Step-by-step explanation:
The graph of the equation y = 1.5 + [x] represents a step function. [x] represents the greatest integer less than or equal to x. To determine if a point is on the graph of the equation, you need to substitute the value of x into the equation and check if the resulting y value matches. Let's check the options:
- (-4.5, -2.5): The greatest integer less than or equal to -4.5 is -5. Therefore, y = 1.5 + [-4.5] = 1.5 + (-5) = -3.5. The y-value does not match, so this point is not on the graph.

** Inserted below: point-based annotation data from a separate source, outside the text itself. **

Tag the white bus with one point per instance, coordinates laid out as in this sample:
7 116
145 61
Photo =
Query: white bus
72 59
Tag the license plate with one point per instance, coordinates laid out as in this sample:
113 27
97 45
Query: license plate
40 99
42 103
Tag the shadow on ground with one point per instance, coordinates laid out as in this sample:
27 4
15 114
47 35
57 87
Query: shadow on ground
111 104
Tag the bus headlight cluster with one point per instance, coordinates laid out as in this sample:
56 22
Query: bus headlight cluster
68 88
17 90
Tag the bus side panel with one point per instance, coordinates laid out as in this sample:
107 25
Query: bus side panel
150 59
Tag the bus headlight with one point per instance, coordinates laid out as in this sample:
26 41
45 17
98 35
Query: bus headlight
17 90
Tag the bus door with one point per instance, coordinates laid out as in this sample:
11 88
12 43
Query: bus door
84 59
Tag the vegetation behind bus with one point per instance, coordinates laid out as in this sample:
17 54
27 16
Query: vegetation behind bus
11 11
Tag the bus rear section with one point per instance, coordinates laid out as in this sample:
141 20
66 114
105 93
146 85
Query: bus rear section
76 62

- (-0.8, 0.5): The greatest integer less than or equal to -0.8 is -1. Therefore, y = 1.5 + [-0.8] = 1.5 + (-1) = 0.5. The y-value matches, so this point is on the graph.
- (7.9, 9.5): The greatest integer less than or equal to 7.9 is 7. Therefore, y = 1.5 + [7.9] = 1.5 + 7 = 8.5. The y-value does not match, so this point is not on the graph.
- (4.5, 6): The greatest integer less than or equal to 4.5 is 4. Therefore, y = 1.5 + [4.5] = 1.5 + 4 = 5.5. The y-value does not match, so this point is not on the graph.
- (1.3, 3.5): The greatest integer less than or equal to 1.3 is 1. Therefore, y = 1.5 + [1.3] = 1.5 + 1 = 2.5. The y-value does not match, so this point is not on the graph.
Therefore, the points (-0.8, 0.5) is on the graph of the equation y = 1.5 + [x].